Пламя вовсю плясало в деревне когда Торстейн увидел появившихся из леса боевые порядки воинов, вначале он удивился зачем его конунг обошел деревню и выстроил своих для атаки, но раздавшиеся рядом тревожные крики заставили его присмотреться внимательнее. Войско было чужим, это появились настоящие хозяева здешних земель.
Гротгард с Херлаугом, племянники конунговы, столь сече внезапной возрадовались, что и впрямь понеслись с благородными воинами вперед, обогнав даже собсвенных ополченцев. Грютинг коварный рассчитывал на азарт, что вождей из Хладира способен обуять, но такого подарка не ожидал и во снах. Недалекими воинами были родичи Хакона. Коли сам он лисом слыл хитрым, то племянничков его ваны нравом прямодушным отдарили. Видимо, то правда, что в роду все равновесным должно быть. Один родович доблестный на перу слабодушиных приходиться, один мудрый муж – у детей Скади в счет за глупца поидет недалекого. Так и в семье у Хакона сбылось. Вот и ныне шли рати Трандхеймские прямо в ловушку, по сторонам не зря да тыл не прикрыв.

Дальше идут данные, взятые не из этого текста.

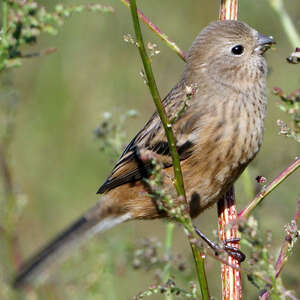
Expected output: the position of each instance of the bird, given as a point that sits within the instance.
(223, 91)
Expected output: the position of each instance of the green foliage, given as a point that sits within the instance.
(93, 272)
(24, 21)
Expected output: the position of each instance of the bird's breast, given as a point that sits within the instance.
(228, 138)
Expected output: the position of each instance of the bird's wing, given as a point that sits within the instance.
(151, 140)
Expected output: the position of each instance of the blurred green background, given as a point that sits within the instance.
(56, 162)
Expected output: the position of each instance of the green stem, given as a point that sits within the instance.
(168, 246)
(200, 266)
(158, 32)
(247, 184)
(269, 188)
(178, 180)
(4, 17)
(157, 100)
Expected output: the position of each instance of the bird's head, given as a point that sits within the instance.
(228, 52)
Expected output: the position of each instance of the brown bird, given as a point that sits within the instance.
(217, 135)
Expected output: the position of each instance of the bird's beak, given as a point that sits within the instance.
(263, 43)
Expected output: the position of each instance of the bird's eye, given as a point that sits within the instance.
(237, 50)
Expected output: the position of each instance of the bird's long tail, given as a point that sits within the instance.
(38, 267)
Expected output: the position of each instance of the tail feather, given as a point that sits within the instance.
(38, 267)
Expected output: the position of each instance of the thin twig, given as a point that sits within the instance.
(178, 179)
(269, 188)
(158, 32)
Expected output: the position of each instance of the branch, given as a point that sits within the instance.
(269, 188)
(178, 180)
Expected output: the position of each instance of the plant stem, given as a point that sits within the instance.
(269, 188)
(247, 184)
(227, 212)
(178, 179)
(4, 17)
(158, 32)
(286, 22)
(157, 100)
(231, 278)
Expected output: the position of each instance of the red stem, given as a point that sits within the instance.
(227, 212)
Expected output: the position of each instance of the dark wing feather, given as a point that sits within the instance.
(151, 138)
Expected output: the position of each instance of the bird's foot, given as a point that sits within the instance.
(230, 250)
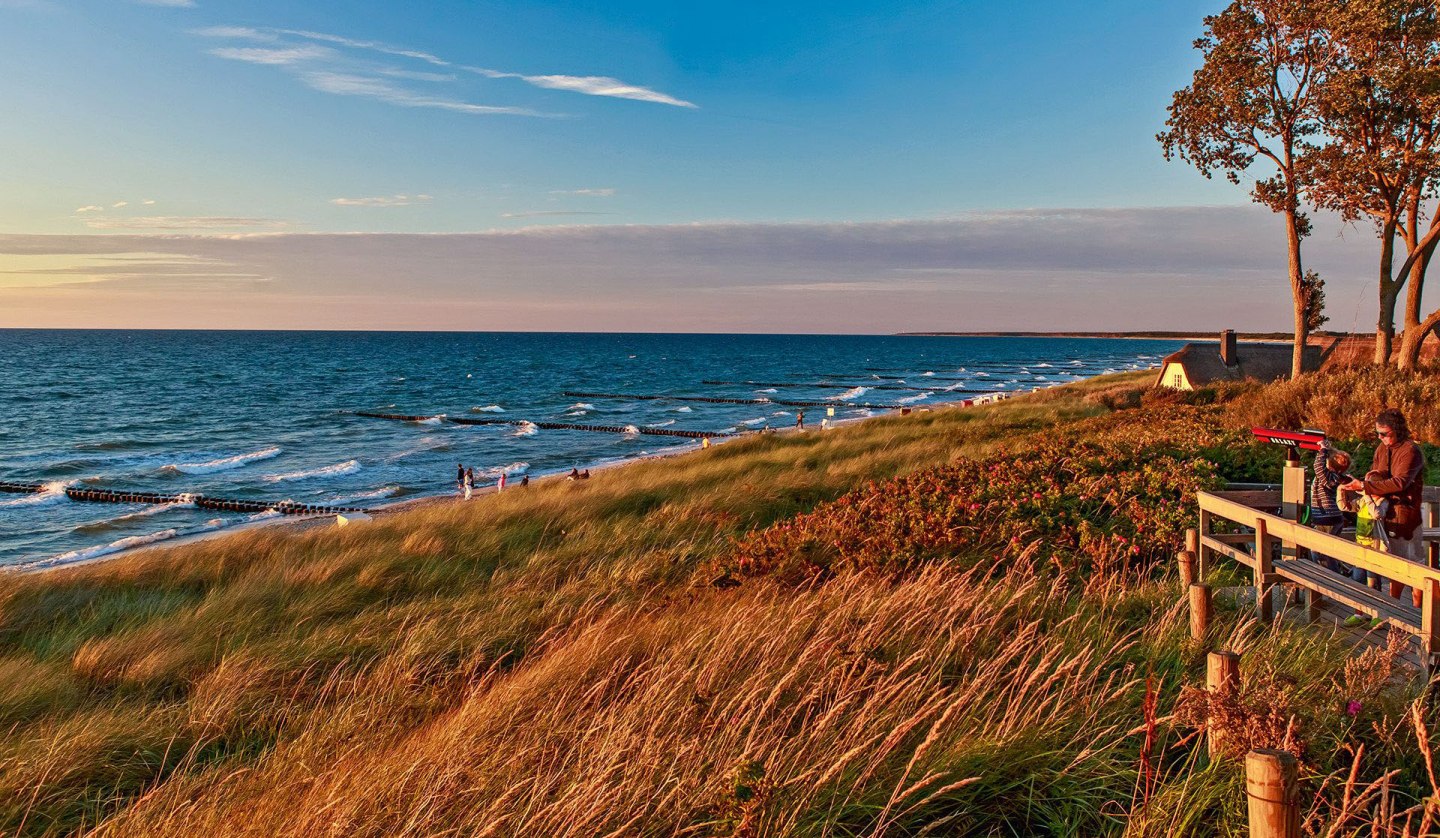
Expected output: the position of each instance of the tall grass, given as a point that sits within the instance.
(556, 661)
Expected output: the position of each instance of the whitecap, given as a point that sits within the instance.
(225, 462)
(347, 467)
(185, 503)
(370, 496)
(52, 491)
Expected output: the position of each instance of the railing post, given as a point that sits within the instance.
(1272, 786)
(1201, 608)
(1433, 521)
(1201, 552)
(1265, 568)
(1430, 624)
(1221, 676)
(1187, 568)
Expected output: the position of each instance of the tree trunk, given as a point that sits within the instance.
(1302, 326)
(1410, 340)
(1414, 340)
(1388, 290)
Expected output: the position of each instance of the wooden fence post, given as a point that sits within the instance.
(1201, 553)
(1221, 676)
(1201, 608)
(1430, 625)
(1273, 794)
(1265, 569)
(1433, 521)
(1187, 568)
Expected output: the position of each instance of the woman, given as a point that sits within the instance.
(1397, 474)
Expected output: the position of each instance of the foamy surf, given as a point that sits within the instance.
(370, 496)
(186, 503)
(223, 464)
(54, 491)
(347, 467)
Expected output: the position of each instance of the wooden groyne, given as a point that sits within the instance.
(555, 425)
(723, 401)
(200, 501)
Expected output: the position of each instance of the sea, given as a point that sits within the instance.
(270, 416)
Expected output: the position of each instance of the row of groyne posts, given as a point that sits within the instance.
(199, 501)
(1259, 527)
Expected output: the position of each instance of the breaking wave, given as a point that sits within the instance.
(347, 467)
(52, 491)
(223, 464)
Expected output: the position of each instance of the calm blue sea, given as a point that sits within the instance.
(264, 415)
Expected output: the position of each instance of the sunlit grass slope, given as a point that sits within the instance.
(558, 661)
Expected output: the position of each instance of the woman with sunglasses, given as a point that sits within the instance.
(1397, 474)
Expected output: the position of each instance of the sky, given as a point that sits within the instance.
(830, 166)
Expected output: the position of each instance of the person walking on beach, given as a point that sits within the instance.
(1397, 475)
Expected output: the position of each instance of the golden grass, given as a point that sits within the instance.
(553, 663)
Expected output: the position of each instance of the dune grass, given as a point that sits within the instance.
(556, 661)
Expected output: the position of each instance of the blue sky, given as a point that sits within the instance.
(130, 123)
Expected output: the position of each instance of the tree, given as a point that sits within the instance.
(1253, 101)
(1380, 108)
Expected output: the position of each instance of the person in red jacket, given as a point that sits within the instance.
(1398, 475)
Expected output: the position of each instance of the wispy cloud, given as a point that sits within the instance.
(278, 56)
(588, 85)
(382, 200)
(542, 213)
(330, 64)
(1105, 269)
(346, 84)
(183, 223)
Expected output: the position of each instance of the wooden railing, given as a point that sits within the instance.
(1283, 552)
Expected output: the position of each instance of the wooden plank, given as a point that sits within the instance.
(1319, 542)
(1358, 596)
(1233, 553)
(1263, 569)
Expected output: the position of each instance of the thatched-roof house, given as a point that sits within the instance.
(1197, 365)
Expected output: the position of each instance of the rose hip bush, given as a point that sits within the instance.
(1106, 491)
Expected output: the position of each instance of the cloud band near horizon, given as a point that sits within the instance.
(1024, 269)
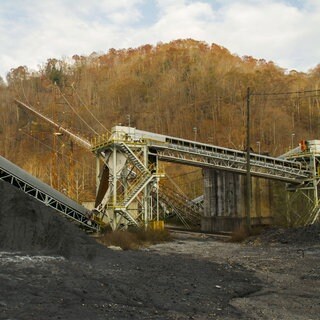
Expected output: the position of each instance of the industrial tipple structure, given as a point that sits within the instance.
(129, 189)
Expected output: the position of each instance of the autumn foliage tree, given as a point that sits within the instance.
(171, 88)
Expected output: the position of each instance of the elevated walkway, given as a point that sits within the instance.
(172, 149)
(37, 189)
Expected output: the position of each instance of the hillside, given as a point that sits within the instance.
(184, 88)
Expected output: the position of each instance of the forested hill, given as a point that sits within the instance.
(184, 88)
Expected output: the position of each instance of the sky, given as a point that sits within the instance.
(286, 32)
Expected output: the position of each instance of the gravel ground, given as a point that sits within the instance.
(49, 269)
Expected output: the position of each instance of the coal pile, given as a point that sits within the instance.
(28, 225)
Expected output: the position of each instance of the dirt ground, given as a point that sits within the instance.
(49, 269)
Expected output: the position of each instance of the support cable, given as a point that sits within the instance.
(94, 117)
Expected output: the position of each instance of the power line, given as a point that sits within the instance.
(283, 93)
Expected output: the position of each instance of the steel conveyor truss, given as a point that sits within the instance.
(203, 155)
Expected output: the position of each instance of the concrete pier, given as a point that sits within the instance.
(224, 205)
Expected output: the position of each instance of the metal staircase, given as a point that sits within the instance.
(130, 154)
(188, 212)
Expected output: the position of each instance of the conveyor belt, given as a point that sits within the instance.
(32, 186)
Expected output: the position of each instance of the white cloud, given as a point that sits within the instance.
(33, 31)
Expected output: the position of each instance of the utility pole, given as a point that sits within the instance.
(248, 175)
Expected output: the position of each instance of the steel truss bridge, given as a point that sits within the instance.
(129, 173)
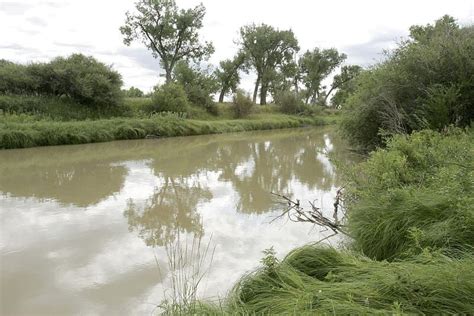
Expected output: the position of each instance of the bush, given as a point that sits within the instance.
(426, 82)
(289, 102)
(199, 85)
(169, 97)
(416, 194)
(242, 104)
(81, 78)
(58, 108)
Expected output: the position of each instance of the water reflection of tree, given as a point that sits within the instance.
(171, 209)
(273, 165)
(181, 168)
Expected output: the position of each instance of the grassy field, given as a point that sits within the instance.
(24, 133)
(319, 281)
(38, 121)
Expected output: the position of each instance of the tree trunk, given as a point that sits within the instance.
(221, 96)
(255, 91)
(263, 94)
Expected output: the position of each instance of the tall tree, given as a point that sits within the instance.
(315, 66)
(267, 49)
(345, 84)
(170, 33)
(228, 74)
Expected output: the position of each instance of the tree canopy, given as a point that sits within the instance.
(267, 49)
(170, 33)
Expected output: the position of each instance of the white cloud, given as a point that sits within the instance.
(34, 30)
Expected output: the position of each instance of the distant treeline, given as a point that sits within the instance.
(425, 83)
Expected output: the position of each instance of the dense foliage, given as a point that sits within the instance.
(80, 78)
(172, 34)
(22, 131)
(290, 102)
(242, 104)
(427, 82)
(411, 215)
(418, 193)
(169, 97)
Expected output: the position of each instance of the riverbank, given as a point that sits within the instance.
(410, 251)
(22, 134)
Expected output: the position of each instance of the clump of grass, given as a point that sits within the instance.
(188, 264)
(59, 108)
(15, 134)
(315, 280)
(417, 193)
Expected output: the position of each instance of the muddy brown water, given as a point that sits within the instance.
(84, 228)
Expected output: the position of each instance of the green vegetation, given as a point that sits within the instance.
(242, 105)
(418, 193)
(427, 82)
(170, 33)
(21, 132)
(410, 213)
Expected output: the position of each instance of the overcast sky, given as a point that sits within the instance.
(38, 30)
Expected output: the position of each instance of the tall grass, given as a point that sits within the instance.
(417, 193)
(188, 264)
(313, 280)
(411, 217)
(14, 134)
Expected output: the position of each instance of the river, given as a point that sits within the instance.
(84, 228)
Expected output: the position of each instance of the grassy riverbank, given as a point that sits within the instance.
(411, 247)
(41, 121)
(23, 134)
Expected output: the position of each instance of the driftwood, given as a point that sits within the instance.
(297, 213)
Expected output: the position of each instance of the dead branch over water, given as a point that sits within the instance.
(297, 213)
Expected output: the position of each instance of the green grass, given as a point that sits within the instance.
(58, 109)
(313, 280)
(15, 133)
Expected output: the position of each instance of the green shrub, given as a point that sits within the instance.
(58, 108)
(242, 104)
(416, 194)
(426, 82)
(319, 281)
(169, 97)
(289, 102)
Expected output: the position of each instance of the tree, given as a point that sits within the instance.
(171, 34)
(228, 74)
(343, 82)
(267, 49)
(198, 83)
(134, 93)
(315, 66)
(86, 80)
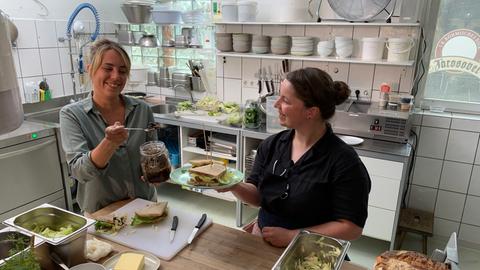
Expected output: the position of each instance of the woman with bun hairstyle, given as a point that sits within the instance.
(306, 177)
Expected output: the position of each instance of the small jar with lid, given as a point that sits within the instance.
(154, 162)
(251, 114)
(384, 95)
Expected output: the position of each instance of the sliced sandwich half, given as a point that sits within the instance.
(152, 213)
(207, 175)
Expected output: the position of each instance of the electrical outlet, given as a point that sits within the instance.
(363, 94)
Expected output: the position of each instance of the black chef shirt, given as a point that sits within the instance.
(329, 182)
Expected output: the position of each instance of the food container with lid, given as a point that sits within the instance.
(154, 162)
(313, 249)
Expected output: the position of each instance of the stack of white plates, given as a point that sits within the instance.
(242, 42)
(302, 46)
(280, 45)
(260, 44)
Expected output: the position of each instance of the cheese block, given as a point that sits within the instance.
(407, 260)
(130, 261)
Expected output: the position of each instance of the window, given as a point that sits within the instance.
(453, 77)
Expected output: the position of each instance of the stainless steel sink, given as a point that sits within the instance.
(51, 116)
(163, 108)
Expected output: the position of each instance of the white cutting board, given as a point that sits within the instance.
(155, 238)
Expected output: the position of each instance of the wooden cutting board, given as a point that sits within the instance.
(155, 238)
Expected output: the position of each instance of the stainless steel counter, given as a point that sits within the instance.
(370, 145)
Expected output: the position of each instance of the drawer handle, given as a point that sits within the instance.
(26, 150)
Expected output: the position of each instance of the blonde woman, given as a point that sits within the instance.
(103, 157)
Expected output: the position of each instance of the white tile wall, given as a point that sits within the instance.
(427, 172)
(461, 146)
(455, 176)
(445, 227)
(469, 233)
(471, 214)
(432, 142)
(436, 121)
(474, 188)
(422, 198)
(449, 204)
(466, 124)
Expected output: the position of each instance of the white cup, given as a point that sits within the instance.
(247, 11)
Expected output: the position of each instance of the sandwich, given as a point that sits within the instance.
(152, 213)
(211, 174)
(202, 162)
(110, 224)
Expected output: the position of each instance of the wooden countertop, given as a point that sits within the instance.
(218, 248)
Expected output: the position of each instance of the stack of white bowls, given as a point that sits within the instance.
(302, 46)
(325, 47)
(242, 42)
(223, 42)
(343, 46)
(260, 44)
(280, 45)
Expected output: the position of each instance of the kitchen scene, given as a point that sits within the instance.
(179, 157)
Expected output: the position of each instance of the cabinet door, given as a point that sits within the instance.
(379, 223)
(30, 171)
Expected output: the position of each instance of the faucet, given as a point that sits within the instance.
(80, 56)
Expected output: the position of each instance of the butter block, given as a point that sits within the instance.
(130, 261)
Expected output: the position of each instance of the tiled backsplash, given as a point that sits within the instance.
(446, 176)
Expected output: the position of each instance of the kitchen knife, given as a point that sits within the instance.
(174, 228)
(197, 227)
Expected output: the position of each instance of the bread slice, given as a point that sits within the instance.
(153, 210)
(407, 260)
(202, 162)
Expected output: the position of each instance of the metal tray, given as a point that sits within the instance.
(306, 243)
(53, 217)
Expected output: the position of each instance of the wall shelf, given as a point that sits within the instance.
(315, 58)
(324, 23)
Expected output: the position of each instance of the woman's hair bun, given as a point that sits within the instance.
(342, 92)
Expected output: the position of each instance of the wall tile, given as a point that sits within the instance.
(427, 172)
(50, 60)
(274, 30)
(61, 27)
(461, 146)
(253, 29)
(466, 124)
(30, 62)
(432, 142)
(27, 37)
(445, 227)
(220, 94)
(56, 85)
(16, 63)
(422, 198)
(449, 204)
(474, 188)
(455, 176)
(295, 30)
(469, 233)
(46, 34)
(471, 213)
(477, 156)
(233, 68)
(358, 76)
(436, 121)
(233, 90)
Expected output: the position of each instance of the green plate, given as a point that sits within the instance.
(181, 176)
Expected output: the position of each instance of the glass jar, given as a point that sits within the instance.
(154, 162)
(251, 114)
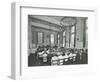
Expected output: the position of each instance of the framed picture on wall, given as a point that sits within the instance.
(51, 41)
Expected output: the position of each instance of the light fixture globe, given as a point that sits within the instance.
(67, 22)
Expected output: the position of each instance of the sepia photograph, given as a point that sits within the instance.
(57, 40)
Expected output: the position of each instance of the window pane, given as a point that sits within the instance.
(40, 37)
(73, 29)
(64, 38)
(72, 41)
(52, 39)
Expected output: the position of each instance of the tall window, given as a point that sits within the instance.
(40, 37)
(58, 39)
(64, 38)
(86, 45)
(72, 37)
(52, 39)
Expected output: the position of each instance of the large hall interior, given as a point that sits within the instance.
(57, 40)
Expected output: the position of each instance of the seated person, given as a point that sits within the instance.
(54, 60)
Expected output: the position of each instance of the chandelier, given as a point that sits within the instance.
(67, 22)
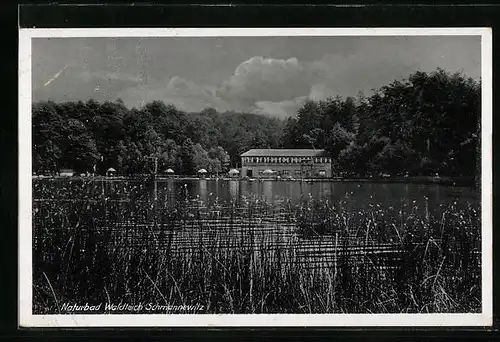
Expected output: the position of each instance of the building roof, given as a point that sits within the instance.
(284, 153)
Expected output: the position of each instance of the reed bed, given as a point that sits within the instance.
(248, 255)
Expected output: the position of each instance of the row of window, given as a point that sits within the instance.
(289, 173)
(284, 160)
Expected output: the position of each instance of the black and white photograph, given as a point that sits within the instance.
(249, 177)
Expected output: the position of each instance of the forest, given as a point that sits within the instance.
(425, 124)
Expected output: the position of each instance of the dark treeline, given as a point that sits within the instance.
(426, 124)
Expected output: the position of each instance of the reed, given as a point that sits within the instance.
(249, 255)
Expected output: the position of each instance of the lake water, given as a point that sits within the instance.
(352, 195)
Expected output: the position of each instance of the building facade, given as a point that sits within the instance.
(287, 163)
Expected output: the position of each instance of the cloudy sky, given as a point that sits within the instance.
(266, 75)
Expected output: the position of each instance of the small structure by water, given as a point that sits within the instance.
(234, 173)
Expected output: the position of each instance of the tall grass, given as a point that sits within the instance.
(249, 255)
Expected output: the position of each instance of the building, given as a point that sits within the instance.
(294, 163)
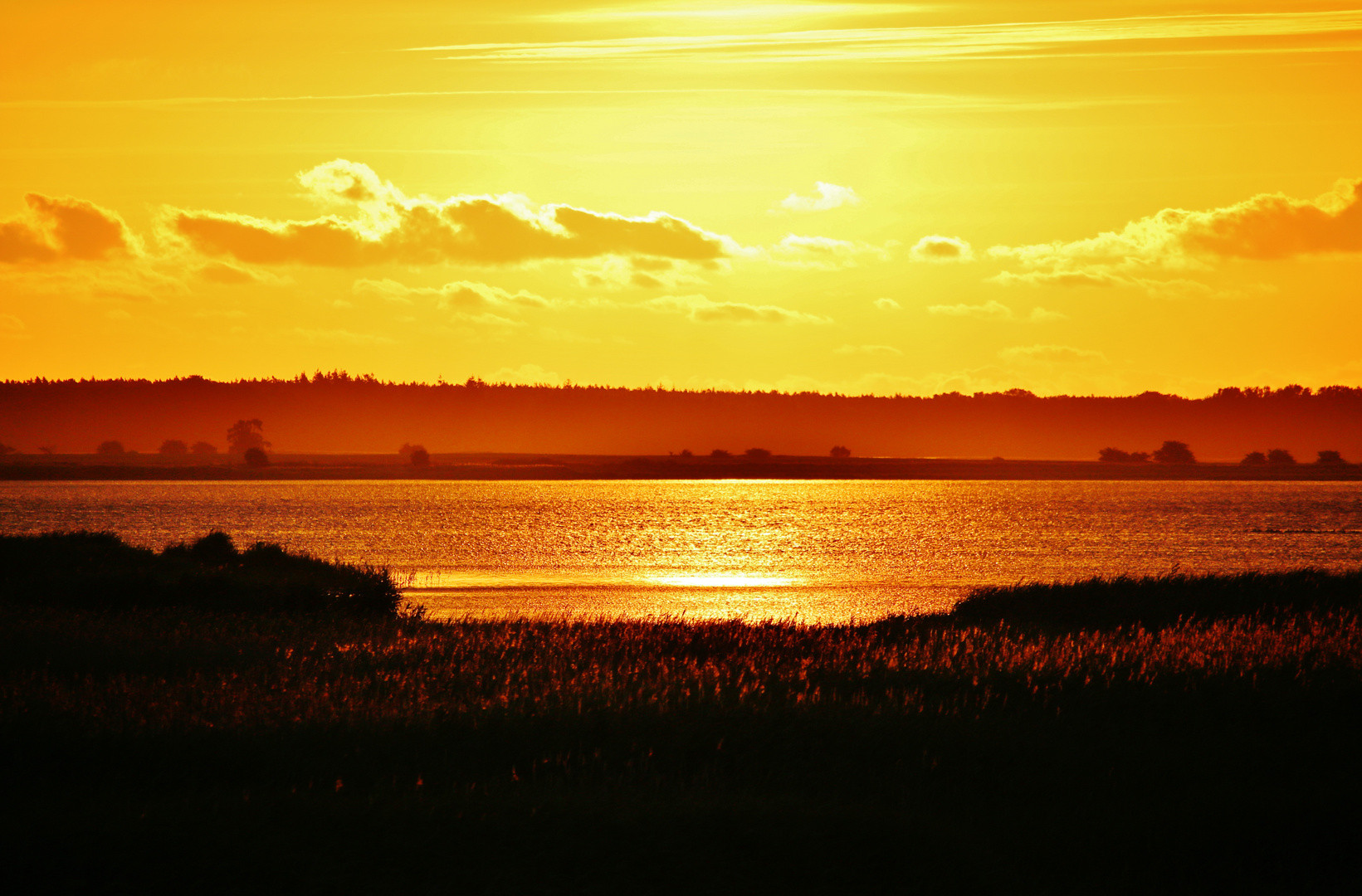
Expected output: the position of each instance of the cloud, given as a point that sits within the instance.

Торстейн закричал, созывая своих, ибо не все воители, увлекшись погромом в деревне и поисками добычи, обращали внимание на творящееся за частоколом. Уверенность в с собственной силе ослепляла воинов, могучая рать за спиной позволяла чувствовать себя непобедимыми.
К тому времени как Торстейн смог, извергая проклятья на головы доставшихся волей конунга дружинников, собрать их, вражеское войско двинулось выбивать из деревни захватчиков. Добыча казалась им легкой и немногочисленной, добыть славы и повергнуть врага смогли бы только самые быстрые и удачливые.
Торстейн не стал принимать боя с лавиной несшихся на него воинов, развернувшись со своим отрядом, он стал отходить туда, где оставил своего господина, его лучники не позволяли самым быстрым врагам приблизиться, несколько человек в рядах врага даже свалились пронзенные меткими стрелами.
- Вперед! – проревел Гротгард, вскидывая меч. – Воины Хакона, бейте захватчиков подлых!
- С нами Один, - вторил брату Херлауг. – Поднимим их на копья да Грютингу головы пошлем. чтоб знал пес, как в землях чужих лиходейничать.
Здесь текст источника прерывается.